Writing spatial photos

Create spatial photos for visionOS by packaging a pair of left- and right-eye images as a stereo HEIC file with related spatial metadata.

Overview

Spatial photos are High-Efficiency Image Codec (HEIC) files containing a pair of left- and right-eye images, together with a stereo pair group and additional spatial metadata. Spatial metadata describes properties of the left- and right-eye cameras that captured the stereo scene. Adding spatial metadata to a stereo HEIC prompts Apple platforms to consider the image as spatial instead of just stereo, and opts the image into visual treatments on Apple Vision Pro that help minimize common causes of stereo viewing discomfort.

To learn more about why you might want to package a pair of stereo images as a spatial photo and the metadata values you provide, see Creating spatial photos and videos with spatial metadata.

This sample app demonstrates how to use Image I/O APIs to convert two separate images into a spatial photo, saving the output as a HEIC file. The app’s SpatialPhotoConverter class performs this conversion process.
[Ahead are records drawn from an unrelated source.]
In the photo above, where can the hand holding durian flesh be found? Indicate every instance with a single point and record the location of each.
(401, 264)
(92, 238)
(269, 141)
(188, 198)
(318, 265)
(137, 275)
Configure the sample code project

To run the app in Xcode, add the input file locations, output file location, and spatial metadata for your images as arguments to the project’s scheme. Select Product > Scheme > Edit Scheme (Command-<), and add the arguments described below to Arguments Passed On Launch:

--leftImage (or -l) followed by a path to a local left-eye image file
--rightImage (or -r) followed by a path to a local right-eye image file
--outputImage (or -o) followed by the output path for the spatial photo, with a file extension of .heic (for example, ~/Documents/spatial_photo.heic)
--baseline (or -b) to provide a baseline in millimeters (for example, --baseline 64.0 for a 64mm baseline)
--fov (or -f) to provide a horizontal field of view in degrees (for example, --fov 80.0 for an 80-degree field of view)
--disparityAdjustment (or -d) to provide a disparity adjustment value as a fraction of the image’s width (for example, --disparityAdjustment 0.02 for a 2% positive disparity shift)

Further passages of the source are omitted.